Simple multidimensional curve fitting
Asked Answered
P

6

23

I have a bunch of data, generally in the form a, b, c, ..., y

where y = f(a, b, c...)

Most of them are three and four variables, and have 10k - 10M records. My general assumption is that they are algebraic in nature, something like:

y = P1 a^E1 + P2 b^E2 + P3 c^E3

Unfortunately, my last statistical analysis class was 20 years ago. What is the easiest way to get a good approximation of f? Open source tools with a very minimal learning curve (i.e. something where I could get a decent approximation in an hour or so) would be ideal. Thanks!

Pirnot answered 9/2, 2009 at 18:1 Comment(5)
With regard to the title, what is simple about multidimensional curve fitting? :-)Chalcopyrite
prz.rzeszow.pl/~janand/Theory_of_LSM.pdfGeffner
Orthogonal distance regression could be used for the problem.Geffner
in R ODR implementation is PCA, can reduce feature space only till first two PCs -- from 4 features till 2 components -- I don't think will speed up too much the whole approximationVariegation
for 10M records use keras+tensorflow to approximate in batches & to use Statistical Inference, not scipy.optimizeVariegation
A
14

In case it's useful, here's a Numpy/Scipy (Python) template to do what you want:

from numpy import array
from scipy.optimize import leastsq

def __residual(params, y, a, b, c):
    p0, e0, p1, e1, p2, e2 = params
    return p0 * a ** e0 + p1 * b ** e1 + p2 * c ** e2 - y

# load a, b, c
# guess initial values for p0, e0, p1, e1, p2, e2
p_opt = leastsq(__residual,  array([p0, e0, p1, e1, p2, e2]), args=(y, a, b, c))
print 'y = %f a^%f + %f b^%f %f c^%f' % map(float, p_opt)

If you really want to understand what's going on, though, you're going to have to invest the time to scale the learning curve for some tool or programming environment - I really don't think there's any way around that. People don't generally write specialized tools for doing things like 3-term power regressions exclusively.

Atchison answered 9/2, 2009 at 19:13 Comment(2)
scipy.odr (orthogonal distance regression) could be useful if a, b, c don't have infinite precision (least square assumes infinite precision for coordinates).Geffner
Surely the function requires some sample output to minimise towards i.e. some sample y values given a set of a, b, c values?Assertion
A
5

I spent over a week trying to do essentially the same thing. I tried a whole bunch of optimization stuff to fine tune the coefficients with basically no success, then I found out that there is a closed form solution and it works really well.

Disclaimer: I was trying to fit data with a fixed maximum order of magnitude. If there is no limit to your E1, E2, etc values, then this won't work for you.

Now that I've taken the time to learn this stuff, I actually see that some of the answers would have given good hints if I understood them.

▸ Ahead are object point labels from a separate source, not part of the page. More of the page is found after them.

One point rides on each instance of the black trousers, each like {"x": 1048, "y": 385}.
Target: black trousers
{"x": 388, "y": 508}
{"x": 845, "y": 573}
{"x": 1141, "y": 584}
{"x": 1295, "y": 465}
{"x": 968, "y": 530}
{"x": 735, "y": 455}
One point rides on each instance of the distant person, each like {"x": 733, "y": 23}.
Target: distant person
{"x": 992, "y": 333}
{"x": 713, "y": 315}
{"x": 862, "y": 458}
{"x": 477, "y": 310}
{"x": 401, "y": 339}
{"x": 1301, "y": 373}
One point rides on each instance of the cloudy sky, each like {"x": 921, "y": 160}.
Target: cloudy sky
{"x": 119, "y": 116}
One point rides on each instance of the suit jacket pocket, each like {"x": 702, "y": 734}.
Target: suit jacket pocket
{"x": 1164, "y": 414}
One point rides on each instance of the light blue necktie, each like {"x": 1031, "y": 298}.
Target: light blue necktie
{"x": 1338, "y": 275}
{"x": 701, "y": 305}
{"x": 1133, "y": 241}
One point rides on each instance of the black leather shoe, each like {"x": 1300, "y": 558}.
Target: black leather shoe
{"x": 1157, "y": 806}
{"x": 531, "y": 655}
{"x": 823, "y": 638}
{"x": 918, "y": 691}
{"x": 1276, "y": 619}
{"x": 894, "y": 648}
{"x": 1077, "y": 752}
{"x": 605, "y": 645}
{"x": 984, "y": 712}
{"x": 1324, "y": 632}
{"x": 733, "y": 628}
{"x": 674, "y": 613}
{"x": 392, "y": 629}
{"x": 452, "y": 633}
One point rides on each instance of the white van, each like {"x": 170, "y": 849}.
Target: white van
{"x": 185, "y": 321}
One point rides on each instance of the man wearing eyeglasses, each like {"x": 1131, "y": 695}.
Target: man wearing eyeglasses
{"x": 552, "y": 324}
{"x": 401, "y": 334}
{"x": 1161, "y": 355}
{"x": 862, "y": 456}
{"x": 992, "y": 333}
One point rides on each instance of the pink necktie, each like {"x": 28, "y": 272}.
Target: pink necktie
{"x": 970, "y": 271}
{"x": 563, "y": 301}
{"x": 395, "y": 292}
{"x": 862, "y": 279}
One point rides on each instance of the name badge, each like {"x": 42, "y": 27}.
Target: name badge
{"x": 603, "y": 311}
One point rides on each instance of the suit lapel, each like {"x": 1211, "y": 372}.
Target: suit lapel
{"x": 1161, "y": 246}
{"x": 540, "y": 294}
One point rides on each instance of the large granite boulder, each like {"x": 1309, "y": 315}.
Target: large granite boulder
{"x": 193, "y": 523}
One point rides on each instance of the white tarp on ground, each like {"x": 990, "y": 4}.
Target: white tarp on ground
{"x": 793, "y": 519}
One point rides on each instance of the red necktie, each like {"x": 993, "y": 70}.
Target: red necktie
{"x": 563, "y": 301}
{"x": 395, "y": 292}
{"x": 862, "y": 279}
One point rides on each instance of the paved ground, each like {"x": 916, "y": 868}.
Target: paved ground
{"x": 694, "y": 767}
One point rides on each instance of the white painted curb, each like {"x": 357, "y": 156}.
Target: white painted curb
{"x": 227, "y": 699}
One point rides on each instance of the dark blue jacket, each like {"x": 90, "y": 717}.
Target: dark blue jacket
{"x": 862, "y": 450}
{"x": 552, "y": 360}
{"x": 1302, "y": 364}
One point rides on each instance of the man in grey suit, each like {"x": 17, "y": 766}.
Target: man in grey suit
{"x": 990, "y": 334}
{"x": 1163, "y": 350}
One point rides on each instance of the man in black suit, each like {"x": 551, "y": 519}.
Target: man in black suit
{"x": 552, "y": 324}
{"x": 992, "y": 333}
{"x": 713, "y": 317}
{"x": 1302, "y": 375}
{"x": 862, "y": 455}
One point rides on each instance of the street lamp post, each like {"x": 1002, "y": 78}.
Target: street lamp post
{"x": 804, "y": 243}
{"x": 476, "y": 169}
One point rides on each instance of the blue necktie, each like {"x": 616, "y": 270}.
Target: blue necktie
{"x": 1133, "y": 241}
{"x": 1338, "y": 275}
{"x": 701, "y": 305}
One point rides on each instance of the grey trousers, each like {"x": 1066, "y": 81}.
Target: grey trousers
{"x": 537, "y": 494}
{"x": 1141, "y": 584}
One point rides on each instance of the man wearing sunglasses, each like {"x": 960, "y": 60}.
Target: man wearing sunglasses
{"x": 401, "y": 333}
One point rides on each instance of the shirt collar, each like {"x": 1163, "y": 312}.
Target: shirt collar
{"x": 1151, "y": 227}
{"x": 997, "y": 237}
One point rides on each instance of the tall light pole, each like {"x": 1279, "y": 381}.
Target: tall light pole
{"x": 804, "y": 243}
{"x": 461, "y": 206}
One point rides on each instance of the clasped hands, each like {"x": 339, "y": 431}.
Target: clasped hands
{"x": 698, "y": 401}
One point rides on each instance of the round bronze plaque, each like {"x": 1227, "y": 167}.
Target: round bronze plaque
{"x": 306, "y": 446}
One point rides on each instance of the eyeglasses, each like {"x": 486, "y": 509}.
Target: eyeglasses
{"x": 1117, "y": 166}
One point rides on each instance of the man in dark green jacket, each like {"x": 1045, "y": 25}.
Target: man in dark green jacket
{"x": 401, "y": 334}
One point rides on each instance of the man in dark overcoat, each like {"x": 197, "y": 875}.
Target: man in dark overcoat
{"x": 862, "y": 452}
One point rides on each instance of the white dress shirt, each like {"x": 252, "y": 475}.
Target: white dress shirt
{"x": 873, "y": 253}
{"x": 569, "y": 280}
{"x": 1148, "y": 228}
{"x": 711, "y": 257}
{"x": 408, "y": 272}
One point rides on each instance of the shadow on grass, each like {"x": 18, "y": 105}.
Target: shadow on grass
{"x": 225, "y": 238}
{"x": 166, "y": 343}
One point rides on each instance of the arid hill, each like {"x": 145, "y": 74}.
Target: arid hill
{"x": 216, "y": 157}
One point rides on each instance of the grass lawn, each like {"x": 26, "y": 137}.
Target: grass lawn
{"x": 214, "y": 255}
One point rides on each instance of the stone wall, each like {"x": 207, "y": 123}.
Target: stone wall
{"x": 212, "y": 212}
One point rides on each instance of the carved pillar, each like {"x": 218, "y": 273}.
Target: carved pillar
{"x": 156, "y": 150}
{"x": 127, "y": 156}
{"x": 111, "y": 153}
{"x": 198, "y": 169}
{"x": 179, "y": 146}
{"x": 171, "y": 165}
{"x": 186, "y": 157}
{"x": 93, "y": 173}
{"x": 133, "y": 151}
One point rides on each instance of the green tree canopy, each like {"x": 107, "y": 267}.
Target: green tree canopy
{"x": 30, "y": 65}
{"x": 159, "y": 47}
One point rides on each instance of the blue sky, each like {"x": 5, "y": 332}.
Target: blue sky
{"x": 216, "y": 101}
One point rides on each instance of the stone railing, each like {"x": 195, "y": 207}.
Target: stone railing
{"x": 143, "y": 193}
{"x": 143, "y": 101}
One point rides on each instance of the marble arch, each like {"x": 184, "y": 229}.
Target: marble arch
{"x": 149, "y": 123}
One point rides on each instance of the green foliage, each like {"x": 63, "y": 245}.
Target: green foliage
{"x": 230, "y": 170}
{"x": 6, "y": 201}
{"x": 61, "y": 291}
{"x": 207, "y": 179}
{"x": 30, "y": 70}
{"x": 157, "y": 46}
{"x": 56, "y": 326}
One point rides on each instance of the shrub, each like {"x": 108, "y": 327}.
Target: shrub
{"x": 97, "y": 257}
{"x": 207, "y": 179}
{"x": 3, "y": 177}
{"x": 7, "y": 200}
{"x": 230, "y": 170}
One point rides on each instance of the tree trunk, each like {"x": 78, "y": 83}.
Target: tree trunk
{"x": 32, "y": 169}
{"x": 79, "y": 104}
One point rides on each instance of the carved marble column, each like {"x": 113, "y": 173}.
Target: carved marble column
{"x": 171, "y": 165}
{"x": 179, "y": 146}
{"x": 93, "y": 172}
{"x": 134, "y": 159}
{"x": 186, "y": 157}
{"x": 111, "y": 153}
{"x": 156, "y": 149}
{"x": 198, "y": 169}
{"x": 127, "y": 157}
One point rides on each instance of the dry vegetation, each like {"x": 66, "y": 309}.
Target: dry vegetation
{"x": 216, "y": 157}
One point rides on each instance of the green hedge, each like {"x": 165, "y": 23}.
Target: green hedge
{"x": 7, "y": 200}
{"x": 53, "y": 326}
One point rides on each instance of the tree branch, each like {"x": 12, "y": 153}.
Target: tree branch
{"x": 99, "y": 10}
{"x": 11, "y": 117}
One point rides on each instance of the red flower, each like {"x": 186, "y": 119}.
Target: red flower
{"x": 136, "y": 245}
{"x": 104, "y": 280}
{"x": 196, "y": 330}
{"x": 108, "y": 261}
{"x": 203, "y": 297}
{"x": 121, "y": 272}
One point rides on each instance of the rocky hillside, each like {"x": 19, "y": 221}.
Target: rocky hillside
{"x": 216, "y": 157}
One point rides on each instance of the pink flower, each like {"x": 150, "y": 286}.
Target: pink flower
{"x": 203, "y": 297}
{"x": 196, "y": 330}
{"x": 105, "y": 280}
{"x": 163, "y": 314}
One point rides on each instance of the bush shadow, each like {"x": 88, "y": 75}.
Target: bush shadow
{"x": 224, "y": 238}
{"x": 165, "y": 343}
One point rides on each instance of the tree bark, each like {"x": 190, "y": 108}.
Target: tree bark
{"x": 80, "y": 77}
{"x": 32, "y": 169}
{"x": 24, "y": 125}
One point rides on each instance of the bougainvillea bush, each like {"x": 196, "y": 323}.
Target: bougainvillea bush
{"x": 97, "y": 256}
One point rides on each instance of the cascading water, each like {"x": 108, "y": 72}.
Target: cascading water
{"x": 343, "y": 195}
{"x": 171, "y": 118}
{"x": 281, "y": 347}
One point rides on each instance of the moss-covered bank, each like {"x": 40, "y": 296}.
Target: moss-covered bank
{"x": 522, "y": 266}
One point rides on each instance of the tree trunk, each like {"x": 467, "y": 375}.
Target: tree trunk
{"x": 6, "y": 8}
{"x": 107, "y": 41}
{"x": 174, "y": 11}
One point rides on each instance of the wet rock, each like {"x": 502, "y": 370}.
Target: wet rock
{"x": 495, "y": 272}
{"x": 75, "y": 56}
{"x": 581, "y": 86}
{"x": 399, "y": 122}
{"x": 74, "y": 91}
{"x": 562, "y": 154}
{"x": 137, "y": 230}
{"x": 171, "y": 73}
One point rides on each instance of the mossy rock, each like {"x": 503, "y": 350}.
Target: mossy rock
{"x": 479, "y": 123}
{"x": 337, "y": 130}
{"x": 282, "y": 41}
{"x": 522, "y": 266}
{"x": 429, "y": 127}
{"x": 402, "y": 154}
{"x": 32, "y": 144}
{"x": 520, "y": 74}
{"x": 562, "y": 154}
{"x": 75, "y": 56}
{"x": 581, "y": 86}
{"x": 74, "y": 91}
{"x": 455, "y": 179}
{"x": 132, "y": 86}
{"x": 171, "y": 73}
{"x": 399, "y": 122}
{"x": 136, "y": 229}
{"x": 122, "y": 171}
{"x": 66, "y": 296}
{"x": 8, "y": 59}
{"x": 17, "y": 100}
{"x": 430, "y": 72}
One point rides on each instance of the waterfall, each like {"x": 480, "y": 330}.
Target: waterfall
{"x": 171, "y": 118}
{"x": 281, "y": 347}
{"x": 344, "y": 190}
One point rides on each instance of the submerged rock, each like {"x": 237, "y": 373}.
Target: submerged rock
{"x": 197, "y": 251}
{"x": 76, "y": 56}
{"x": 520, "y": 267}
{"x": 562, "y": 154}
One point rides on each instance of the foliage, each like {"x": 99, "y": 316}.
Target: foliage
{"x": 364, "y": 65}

It had also been a while since my last statistics and linear algebra class.

So if there are other people out there who are lacking the linear algebra knowledge, here's what I did.

Even though this is not a linear function you are trying to fit, it turns out that this is still a linear regression problem. Wikipedia has a really good article on linear regression. I recommend reading it slowly: https://en.wikipedia.org/wiki/Linear_regression#:~:text=In%20statistics%2C%20linear%20regression%20is,as%20dependent%20and%20independent%20variables). It also links a lot of other good related articles.

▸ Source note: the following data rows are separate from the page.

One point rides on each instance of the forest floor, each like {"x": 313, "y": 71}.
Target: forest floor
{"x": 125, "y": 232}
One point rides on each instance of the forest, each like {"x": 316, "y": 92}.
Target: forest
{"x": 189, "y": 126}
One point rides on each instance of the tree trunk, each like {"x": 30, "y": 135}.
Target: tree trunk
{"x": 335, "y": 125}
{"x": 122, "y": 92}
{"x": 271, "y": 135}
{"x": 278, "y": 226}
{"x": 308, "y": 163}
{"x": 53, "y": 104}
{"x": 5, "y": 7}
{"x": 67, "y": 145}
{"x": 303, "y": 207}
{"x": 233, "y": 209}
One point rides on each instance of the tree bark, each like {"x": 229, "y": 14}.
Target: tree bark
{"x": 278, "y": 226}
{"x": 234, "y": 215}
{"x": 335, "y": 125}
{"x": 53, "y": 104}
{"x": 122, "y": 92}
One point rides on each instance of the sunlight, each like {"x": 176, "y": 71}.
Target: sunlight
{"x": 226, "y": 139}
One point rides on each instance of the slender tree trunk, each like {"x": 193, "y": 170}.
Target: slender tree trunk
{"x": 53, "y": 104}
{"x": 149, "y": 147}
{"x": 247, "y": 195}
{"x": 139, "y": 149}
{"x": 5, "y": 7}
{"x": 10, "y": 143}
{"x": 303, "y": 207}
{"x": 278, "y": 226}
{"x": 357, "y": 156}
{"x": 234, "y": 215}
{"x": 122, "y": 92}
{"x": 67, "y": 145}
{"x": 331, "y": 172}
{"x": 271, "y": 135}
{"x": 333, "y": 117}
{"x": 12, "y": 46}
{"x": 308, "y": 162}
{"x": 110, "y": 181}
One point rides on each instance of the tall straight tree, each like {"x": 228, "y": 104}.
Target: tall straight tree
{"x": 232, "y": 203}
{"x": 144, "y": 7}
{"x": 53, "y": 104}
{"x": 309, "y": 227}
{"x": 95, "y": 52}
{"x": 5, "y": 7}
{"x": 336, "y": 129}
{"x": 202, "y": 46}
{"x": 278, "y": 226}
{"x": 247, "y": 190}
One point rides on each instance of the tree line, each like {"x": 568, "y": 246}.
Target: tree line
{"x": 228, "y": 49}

If you don't know how to do a simple (single variable) linear regression problem using matrices, take some time to learn how to do that.

Once you learn how to do simple linear regression, then try some multivariable linear regression. Basically, to do multi variable linear regression, you create an X matrix where there is a row for each of your input data items and each row contains all of the variable values for that data entry (plus a 1 in the last column which is used for the constant value at the end of your polynomial (called an intercept)). Then you create a Y matrix that is a single column with a row for each data item. Then you solve B = (XTX)-1XTY. B then becomes all of the coefficients for your polynomial.

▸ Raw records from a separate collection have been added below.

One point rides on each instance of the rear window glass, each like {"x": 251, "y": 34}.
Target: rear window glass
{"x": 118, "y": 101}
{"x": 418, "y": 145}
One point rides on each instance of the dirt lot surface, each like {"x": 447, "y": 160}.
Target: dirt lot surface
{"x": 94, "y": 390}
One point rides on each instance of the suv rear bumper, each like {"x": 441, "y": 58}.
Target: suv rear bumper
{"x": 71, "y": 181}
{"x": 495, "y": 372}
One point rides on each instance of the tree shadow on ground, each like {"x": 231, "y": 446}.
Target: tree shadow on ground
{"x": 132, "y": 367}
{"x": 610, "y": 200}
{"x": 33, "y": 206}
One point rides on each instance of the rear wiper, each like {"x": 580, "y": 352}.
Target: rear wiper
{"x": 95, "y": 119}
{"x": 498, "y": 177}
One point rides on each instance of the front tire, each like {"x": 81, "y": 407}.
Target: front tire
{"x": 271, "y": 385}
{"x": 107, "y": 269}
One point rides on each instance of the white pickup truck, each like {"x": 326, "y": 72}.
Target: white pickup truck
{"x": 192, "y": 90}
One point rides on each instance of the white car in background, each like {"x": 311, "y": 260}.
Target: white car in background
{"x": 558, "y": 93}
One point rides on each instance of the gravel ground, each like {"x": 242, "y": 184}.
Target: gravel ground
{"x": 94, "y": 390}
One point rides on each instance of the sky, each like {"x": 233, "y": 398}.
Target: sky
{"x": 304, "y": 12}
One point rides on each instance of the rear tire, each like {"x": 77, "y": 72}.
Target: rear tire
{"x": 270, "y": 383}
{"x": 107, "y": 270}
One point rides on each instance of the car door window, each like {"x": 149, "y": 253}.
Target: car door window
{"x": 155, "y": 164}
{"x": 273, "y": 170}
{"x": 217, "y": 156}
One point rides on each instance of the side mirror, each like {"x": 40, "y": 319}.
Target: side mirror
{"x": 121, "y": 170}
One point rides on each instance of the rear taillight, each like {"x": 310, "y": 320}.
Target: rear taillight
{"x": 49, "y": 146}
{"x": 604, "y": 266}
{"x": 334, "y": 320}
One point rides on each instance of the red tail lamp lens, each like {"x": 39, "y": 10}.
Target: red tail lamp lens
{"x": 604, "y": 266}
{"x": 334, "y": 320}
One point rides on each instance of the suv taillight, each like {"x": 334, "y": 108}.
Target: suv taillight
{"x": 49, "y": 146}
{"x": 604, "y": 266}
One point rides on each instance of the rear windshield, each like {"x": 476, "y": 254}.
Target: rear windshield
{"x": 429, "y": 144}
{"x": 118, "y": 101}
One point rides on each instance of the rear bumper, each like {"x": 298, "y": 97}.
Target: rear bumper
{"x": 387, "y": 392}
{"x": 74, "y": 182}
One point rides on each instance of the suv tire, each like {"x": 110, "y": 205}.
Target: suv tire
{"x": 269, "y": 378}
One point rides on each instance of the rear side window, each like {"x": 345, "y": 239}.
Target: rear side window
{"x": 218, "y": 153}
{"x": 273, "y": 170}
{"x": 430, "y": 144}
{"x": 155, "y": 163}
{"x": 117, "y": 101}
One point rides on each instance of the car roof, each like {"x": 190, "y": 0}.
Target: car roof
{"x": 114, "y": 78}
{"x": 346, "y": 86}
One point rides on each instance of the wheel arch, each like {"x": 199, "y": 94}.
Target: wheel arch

For multi-variable polynomial regression, its the same idea, just now you have a huge multi-variable linear regression where each regressor (variable you're doing regression on) is a coefficient for your giant polynomial expression.

So if your input data looks like this:

Inputs Output
a1, b1, y1
a2, b2, y2
... ...
aN, bN, yN

And you want to fit a 2nd order polynomial of the form y = c1a^2b^2 + c2a^2b + c3a^2 + c4ab^2 + c5ab + c6a + c7b^2 + c8b + c9, then your X matrix will look like:

a1^2*b1^2 a1^2*b1 a1^2 a1*b1^2 a1*b1 a1 b1^2 b1 1
a2^2*b2^2 a2^2*b2 a2^2 a2*b1^2 a2*b2 a2 b2^2 b2 1
... ... ... ... ... ... ... ... ...
aN^2*bN^2 aN^2*bN aN^2 aN*bN^2 aN*bN aN bN^2 bN 1

Your Y matrix is simply:

y1
y2
...
yN

Then you do B = (XTX)-1XTY and then B will equal

c1
c2
c3
c4
c5
c6
c7
c8
c9

Note that the total number of coefficients will be (o + 1)V where o is the order of the polynomial and V is the number of variables, so it grows pretty quickly.

If you are using good matrix code, then I believe the runtime complexity will be O(((o+1)V)3 + ((o + 1)V)2N), where V is the number of variables, o is the order of the polynomial, and N is the number of data inputs you have. Initially this sounds pretty terrible, but in most cases, o and V are probably not going to be high, so then this just becomes linear with respect to N.

Note that if you are writing your own matrix code, then it is important to make sure that your inversion code uses something like an LU decomposition. If you use a naïve inversion approach (like I did at first) then that ((o+1)V)3 becomes ((o+1)V)!, which was way worse. Before I made that change, I predict that my 5th order 3 variable polynomial would take roughly 400 google millennia to complete. After using LU decomposition, it takes about 7 seconds.

Another disclaimer

This approach requires that (XTX) not be a singular matrix (in other words, it can be inverted). My linear algebra is a little rough so I don't know all of the cases where that would occur, but I know that it occurs when there is perfect multi-collinearity between input variables. That means one variable is just another factor multiplied by a constant (for example, one input is number of hours to complete a project and another is dollars to complete a project, but the dollars are just based on an hourly rate times the number of hours).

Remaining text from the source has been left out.